Australian soprano Jane Ede has a resumé almost too long to print in the program notes. She reprises her Musetta achieving absolute ownership of the stage on almost every appearance. Her radiant voice has a gorgeous and powerful upper register which she utilises with accuracy and poise; even at times as a weapon to skewer the disaffected and the boorish. Ms Ede gave a stupendous performance developing a fully rounded character who wins admiration for her adroit understanding of how to use any situation to her advantage.
As Rodolfo, Korea tenor Yosep Kang achieved an admirable blend of youthful rowdy energy, jealous torment and despondency. He is perfectly plausible as a young writer with a hint that his lifestyle of poverty may be something of a choice to conform with his friends as he casually destroys his work. Mr. Kang has a strong and intense High C and uses it to memorable effect in the Act One duet, laying the ground for a poignant reprise as Puccini unashamedly tugs at the heart-strings, referencing that love song as Mimì lies dying.
Among the men, Gale Edwards creates a charismatic camaraderie. All performers imbue this clique with credibility and appeal but Christopher Tonkin as Marcello stands out as a most rounded and plausible character. The directorial decision to reunite Marcello and Musetta as they tear clothes off one another in the background to the Act Three love duet gives the audience a deeper appreciation of the macho charisma Mr. Tonkin generates.
Richard Andersons’ richly booming voice added gravity and weight to all his ensembles, especially with the other male voices.
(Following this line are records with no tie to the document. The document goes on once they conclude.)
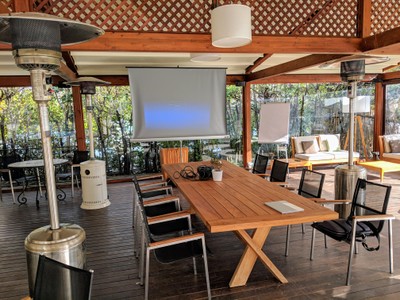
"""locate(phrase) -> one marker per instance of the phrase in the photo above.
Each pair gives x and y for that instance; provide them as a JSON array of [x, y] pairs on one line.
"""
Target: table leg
[[253, 251]]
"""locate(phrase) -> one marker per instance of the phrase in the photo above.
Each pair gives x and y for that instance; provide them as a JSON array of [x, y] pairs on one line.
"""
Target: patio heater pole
[[93, 172], [36, 41], [346, 176], [89, 111], [42, 98]]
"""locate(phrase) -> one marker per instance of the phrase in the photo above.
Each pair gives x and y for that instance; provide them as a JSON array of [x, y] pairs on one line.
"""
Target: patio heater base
[[65, 244], [94, 184]]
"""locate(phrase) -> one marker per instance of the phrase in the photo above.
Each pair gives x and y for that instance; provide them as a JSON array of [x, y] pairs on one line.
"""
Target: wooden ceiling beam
[[18, 81], [258, 62], [384, 43], [170, 42], [294, 65]]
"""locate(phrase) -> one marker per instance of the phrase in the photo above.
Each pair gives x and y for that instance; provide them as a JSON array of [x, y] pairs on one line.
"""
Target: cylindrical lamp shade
[[231, 26]]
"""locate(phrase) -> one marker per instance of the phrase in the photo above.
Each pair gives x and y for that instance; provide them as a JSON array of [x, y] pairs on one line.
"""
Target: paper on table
[[284, 207]]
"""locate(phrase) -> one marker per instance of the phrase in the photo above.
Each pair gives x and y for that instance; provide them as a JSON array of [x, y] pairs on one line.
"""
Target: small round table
[[36, 164]]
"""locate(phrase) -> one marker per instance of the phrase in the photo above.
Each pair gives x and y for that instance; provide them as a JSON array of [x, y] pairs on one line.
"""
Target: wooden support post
[[246, 125], [379, 121], [79, 120], [358, 121]]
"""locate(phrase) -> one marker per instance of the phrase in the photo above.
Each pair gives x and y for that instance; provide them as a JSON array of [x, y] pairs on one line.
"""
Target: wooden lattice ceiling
[[273, 17], [306, 27]]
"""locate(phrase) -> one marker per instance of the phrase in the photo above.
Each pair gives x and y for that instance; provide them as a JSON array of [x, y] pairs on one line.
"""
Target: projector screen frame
[[210, 84]]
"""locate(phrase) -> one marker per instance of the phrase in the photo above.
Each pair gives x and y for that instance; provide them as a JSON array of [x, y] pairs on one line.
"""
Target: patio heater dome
[[36, 41], [36, 38]]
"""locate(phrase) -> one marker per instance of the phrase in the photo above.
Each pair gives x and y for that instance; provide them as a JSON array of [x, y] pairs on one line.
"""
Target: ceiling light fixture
[[231, 26], [204, 57]]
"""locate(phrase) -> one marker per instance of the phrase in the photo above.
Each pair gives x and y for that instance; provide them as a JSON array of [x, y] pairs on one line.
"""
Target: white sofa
[[320, 149], [389, 147]]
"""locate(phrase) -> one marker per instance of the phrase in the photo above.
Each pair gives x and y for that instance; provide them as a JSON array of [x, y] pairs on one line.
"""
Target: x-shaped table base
[[250, 254]]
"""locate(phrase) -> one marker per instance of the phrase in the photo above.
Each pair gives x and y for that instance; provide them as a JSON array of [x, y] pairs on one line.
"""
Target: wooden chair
[[171, 249], [6, 177]]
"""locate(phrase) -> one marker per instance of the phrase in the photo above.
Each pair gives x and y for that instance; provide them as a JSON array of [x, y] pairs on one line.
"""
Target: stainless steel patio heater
[[36, 41], [93, 172], [346, 175]]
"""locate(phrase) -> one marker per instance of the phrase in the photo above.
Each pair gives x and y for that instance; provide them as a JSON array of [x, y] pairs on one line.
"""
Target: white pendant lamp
[[231, 26]]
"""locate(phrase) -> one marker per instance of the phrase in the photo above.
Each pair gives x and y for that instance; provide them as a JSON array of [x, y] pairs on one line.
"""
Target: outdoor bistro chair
[[171, 249], [311, 184], [366, 219], [56, 280], [6, 176], [79, 156]]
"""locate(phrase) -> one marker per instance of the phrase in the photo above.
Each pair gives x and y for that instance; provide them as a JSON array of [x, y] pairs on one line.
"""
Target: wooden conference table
[[237, 203]]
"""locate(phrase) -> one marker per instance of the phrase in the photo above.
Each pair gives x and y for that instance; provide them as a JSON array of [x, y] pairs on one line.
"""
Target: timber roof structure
[[291, 38]]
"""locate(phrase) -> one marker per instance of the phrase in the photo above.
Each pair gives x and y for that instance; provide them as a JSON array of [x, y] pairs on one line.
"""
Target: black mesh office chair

His rendition of the parody farewell to his coat in the final act drew hearty approbation and rounded out a sterling performance in this secondary role.
This show is a reliable stalwart in the company’s repertoire and patrons new and old continue to be charmed and won over by it. Given the tremendously appreciative audience response at the final curtain, there is no doubt that it will continue to be revived to meet audience demands.